Bien évidemment qu'il pouvait. Il n'avait rien d'autre à foutre de sa journée après tout.

- Est-ce que... Est-ce que tu crois qu'il lui fait mal ?

Cette question. Bien sûr que Cilla souffrait. Ça se voyait bien que ce n'était pas Krilertach qui était chargé des soins post-coït de Cilla. Les échardes de Scryn dans le visage Vjutta, c'est des égratignures en comparaison.

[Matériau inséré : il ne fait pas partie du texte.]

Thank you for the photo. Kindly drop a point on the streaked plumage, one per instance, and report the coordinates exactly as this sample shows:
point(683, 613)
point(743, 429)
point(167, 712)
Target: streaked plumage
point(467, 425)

-...je... Je m'en doutais. Mais... Doc'?

Ouiiiiiii ? Crache le morceau, gamin.

- Pourquoi ?

Doc' eut un bref ricanement. Pourquoi ? Parce que Vjutta ne sait pas aimer autrement et parce qu'on jamais appris à Cilla qu'on pouvait aimer autrement. Voilà pourquoi.

- Je ne comprends pas.

Ceci n'étonna guère Doc'. Il tira une grande bouffée sur son bâtonnet.

Ils retombèrent tout deux dans leur mutisme. On apercevait certaines étoiles briller. Les nuages s'éloignaient. La pluie allait bientôt s'arrêter. Les cris de Cilla augmentèrent d'intensité.

Encore une heure et demi à attendre.